Amazon Kindle Razed by AI Book Scams, Ruining Authors’ Lives

Two AI generated Amazon Kindle Book covers appealing to young children

Two AI generated Amazon Kindle Book covers appealing to young children

Breakdown

  • The Amazon Kindle platform is being abused by AI book scams
  • Amazon Advertising and Kindle Unlimited have been flooded with AI generated garbage
  • Real authors are unable to gain traction against the horde of AI material

The Amazon Kindle ecosystem of e-books has been ravaged by an ongoing AI Book scam that’s designed to redirect attention and money away from real human authors.

With AI chatbot services like ChatGPT and Microsoft CoPilot able to generate an entire novel after receiving just a short prompt, the latest get rich quick scheme involves generating thousands of poorly-written books to flood the Amazon Kindle Store.

Complete with AI art covers generated by Midjourney or Stable Diffusion, often with garbled text and other major red flags, these AI books have plagued the Amazon storefront for the past year, but now it’s getting even more egregious.

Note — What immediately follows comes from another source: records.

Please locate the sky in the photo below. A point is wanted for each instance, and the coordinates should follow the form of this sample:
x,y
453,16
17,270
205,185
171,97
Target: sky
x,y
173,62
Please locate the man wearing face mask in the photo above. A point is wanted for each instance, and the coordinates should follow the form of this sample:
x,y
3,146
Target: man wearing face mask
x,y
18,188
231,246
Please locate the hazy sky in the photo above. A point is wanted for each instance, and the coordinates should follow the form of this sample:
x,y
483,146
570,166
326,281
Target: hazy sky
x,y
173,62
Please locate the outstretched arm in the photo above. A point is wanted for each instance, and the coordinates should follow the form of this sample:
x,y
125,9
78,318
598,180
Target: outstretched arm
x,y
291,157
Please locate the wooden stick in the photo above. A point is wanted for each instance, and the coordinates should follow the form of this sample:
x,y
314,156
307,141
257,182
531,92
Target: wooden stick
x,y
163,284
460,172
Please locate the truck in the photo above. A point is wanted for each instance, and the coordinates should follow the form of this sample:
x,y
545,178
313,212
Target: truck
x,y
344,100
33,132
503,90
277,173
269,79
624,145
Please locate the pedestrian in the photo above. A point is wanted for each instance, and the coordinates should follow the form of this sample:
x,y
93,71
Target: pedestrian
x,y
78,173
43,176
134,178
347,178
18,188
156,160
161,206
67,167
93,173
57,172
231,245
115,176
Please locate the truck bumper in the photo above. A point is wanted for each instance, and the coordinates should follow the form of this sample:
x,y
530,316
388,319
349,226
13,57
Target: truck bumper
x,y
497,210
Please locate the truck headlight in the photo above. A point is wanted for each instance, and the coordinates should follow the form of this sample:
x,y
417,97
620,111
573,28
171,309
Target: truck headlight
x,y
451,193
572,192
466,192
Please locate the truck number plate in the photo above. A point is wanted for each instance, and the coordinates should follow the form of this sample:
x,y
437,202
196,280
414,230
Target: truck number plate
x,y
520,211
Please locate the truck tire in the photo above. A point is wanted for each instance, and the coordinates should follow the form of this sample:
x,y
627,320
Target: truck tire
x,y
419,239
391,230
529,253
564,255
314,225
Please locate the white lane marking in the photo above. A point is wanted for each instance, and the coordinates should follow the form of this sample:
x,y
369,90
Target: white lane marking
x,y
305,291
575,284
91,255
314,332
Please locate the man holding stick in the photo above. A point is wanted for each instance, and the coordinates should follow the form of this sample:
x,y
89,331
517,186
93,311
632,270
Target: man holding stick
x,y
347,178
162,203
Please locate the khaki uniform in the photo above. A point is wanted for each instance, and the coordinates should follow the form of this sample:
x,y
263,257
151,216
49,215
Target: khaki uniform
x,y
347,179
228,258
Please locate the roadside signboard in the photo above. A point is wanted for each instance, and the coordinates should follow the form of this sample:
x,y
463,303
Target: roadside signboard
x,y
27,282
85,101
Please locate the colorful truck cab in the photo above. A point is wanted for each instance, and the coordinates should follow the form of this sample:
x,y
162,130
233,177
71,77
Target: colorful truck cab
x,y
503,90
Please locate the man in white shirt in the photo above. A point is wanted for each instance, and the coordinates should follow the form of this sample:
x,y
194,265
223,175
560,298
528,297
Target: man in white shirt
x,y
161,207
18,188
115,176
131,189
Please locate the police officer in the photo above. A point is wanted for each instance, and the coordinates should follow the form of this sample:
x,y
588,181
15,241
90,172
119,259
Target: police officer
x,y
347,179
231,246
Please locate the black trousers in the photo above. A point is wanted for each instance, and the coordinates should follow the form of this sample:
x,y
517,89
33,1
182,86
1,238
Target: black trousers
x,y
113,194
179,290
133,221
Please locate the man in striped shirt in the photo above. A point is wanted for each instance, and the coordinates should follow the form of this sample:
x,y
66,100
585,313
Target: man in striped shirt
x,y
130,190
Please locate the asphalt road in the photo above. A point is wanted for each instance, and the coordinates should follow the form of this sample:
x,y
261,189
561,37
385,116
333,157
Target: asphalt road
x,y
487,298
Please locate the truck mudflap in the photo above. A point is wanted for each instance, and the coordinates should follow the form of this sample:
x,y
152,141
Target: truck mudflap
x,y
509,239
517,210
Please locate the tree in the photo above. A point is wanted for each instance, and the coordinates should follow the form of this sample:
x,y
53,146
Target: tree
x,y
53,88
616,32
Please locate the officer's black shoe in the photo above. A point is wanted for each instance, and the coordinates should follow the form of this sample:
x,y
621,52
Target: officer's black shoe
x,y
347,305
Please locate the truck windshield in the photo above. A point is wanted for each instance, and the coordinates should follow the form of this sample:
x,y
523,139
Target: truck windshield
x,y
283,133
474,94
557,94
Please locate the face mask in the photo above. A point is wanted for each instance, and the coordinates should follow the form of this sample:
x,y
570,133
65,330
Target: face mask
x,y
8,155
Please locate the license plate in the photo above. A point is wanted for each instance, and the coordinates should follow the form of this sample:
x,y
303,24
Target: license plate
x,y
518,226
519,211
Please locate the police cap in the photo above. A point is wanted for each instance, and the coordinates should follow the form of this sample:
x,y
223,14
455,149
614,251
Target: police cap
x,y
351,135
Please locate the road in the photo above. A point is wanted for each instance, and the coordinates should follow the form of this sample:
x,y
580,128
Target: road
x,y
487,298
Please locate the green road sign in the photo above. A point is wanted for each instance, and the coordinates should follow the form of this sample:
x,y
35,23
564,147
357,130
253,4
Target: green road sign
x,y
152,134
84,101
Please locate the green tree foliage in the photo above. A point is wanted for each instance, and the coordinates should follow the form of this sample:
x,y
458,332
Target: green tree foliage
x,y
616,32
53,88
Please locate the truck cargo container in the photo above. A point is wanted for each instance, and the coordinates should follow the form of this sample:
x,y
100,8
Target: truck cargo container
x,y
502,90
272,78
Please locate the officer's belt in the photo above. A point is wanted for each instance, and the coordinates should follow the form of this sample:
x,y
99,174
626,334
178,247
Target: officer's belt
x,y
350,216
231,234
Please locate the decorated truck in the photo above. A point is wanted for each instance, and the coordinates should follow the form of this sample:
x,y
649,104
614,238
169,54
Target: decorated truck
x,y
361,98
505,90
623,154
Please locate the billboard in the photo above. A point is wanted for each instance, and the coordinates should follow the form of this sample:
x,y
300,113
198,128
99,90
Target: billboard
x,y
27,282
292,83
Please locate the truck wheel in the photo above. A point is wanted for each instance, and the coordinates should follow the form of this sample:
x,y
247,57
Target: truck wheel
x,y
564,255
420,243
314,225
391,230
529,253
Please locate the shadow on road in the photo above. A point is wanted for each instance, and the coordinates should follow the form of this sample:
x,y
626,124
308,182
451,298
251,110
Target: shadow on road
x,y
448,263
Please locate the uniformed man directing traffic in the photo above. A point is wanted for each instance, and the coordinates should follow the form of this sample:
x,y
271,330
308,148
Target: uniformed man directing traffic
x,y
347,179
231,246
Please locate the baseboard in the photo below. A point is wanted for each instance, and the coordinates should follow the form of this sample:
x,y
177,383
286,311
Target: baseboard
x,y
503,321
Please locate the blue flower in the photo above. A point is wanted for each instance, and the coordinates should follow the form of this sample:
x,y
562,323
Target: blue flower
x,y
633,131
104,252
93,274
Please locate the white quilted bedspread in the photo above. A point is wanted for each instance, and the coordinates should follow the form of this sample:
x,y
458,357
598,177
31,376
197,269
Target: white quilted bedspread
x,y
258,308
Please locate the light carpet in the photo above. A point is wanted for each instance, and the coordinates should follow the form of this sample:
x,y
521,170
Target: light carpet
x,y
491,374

Following AI comic books and even awful AI films, the destruction the technology has raised on the Kindle ecosystem is unparalleled.

As reported by Futurism, adverts for AI books are now flooding the front pages of Amazon Kindle devices. Those who purchase Kindles at cheaper prices will receive adverts on the Lock Screen, and these are now peddling AI generated books with atrocious AI art covers.

The AI Book Scam is actually designed to take advantage of two of the best tools for up-and-coming authors on the Kindle ecosystem: Amazon Advertising and Kindle Unlimited.

Amazon Advertising lets authors set a budget for their books to be shown on Kindle Lock Screens, only paying once a reader clicks on the ad. Kindle Unlimited is a subscription service by Amazon that pays writers per page read by a reader.

The latest Kindle scam has bad apples generate thousands of AI books, make them available in Kindle Unlimited, sign up for paid advertising and hope subscribers read enough pages to make a profit. The goal is to make churn content that Kindle Unlimited subscribers will read enough of to pay out more than the ad was worth, and that’s it.

“There are people who spend $20k monthly on advertising without blinking [because] they'll make $30k back if they flood the charts and get enough people to idly flip through,” New York Times bestselling author Bree Bridges told Futurism.

Unsurprisingly, this method of churn content has actually existed before AI took over the internet. Previously, poorly paid ghost writers from lower income countries would write out entire novels. Now, that’s all done with AI, and the results are sometimes even worse.

When it launched, Kindle Unlimited was an essential tool for self-published authors, but it was very quickly manipulated by bad apples into a money making scheme. While Amazon has attempted to quell this new AI Book Scam by banning accounts, the sheer number of submissions may be too much for the company to deal with.